今回ご紹介するのは、ブロックチェーン上に構築された旅行業界向けの分散型データ交換プラットフォームだ。暗号化して、個人の識別ができない状態でデータを扱うため、法人や個人が各々の目的でデータを利活用でき、データ提供による利益も得られる。
旅行業界におけるデータの利活用を加速させる可能性がある「TravelChain」について見ていこう。
・法人や個人が安全で自由にデータをやり取り
TravelChainでは、信頼性を担保しつつ個人情報なしでデータを蓄積。ユーザーは蓄積情報の管理やリアルタイムでの情報配信が可能だ。
蓄積された行動データ、経済状況や健康状態などの個人属性は旅行者の行動予測に役立つ。
サービス提供者は、旅行者の要望に応じたサービスを先回りして提供できるほか、ターゲッティング広告発行や市場分析、顧客から声の収集にも活用できる。
旅行者は、情報の提供を安全におこなえインセンティブが得られるほか、共有された豊富な情報にアクセスできて旅行を有意義なものにできるだろう。
・高い信頼性を備えたプラットフォーム
データのやり取りは、TravelChain上のトークン(TravelToken)を介しておこなわれる。トークンの販売は、当初イーサリアム(Ethereum)のスマートコントラクトをベースにしたシステムでおこなわれる予定だったが、グラフィン(Graphene)を採用することにしたようだ。
Grapheneは、ビジネス向けの分散型プラットフォーム開発プロジェクト、ビットシェアズ(BitShares)によって生み出されたツールキットだが、ブロックチェーン上の決済において、潜在的には100000TPS(トランザクション/秒)という高い処理能力の実装が可能とのこと。
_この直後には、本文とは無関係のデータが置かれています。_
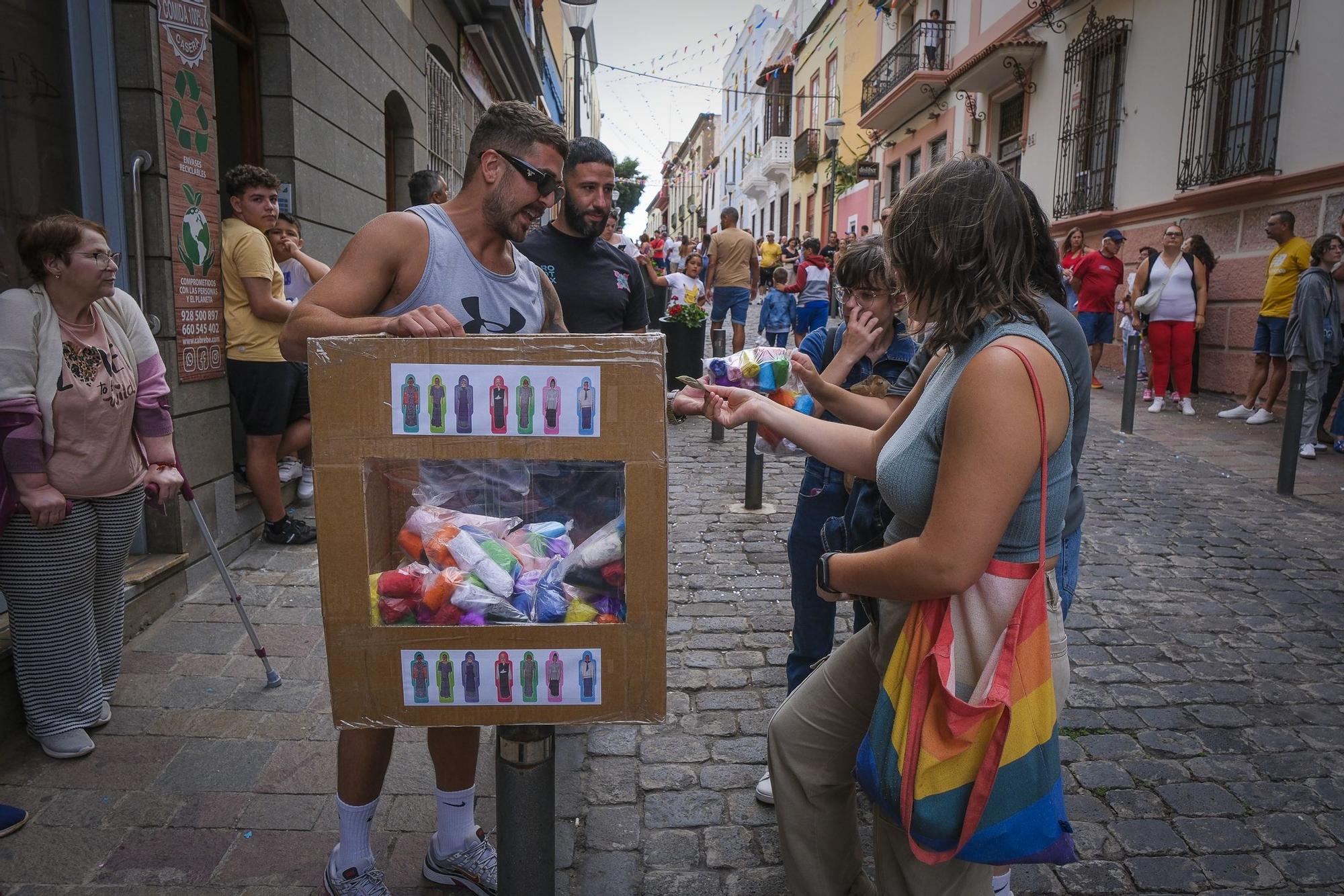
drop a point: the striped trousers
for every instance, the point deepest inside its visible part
(65, 588)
ちなみに現時点の処理能力に関して、Visaが56000TPS、Bitcoin(ビットコイン)が7TPS、Ethereumが10TPSとなっている。
サービスの遅延は旅行者にとっての使用感を損ない、サービス提供者にとっては致命的なものだ。開発しやすく信頼性の高いプラットフォームを用意することは、サービスを構築する開発者にとってもありがく、まさに三方良しのプラットフォームといえるだろう。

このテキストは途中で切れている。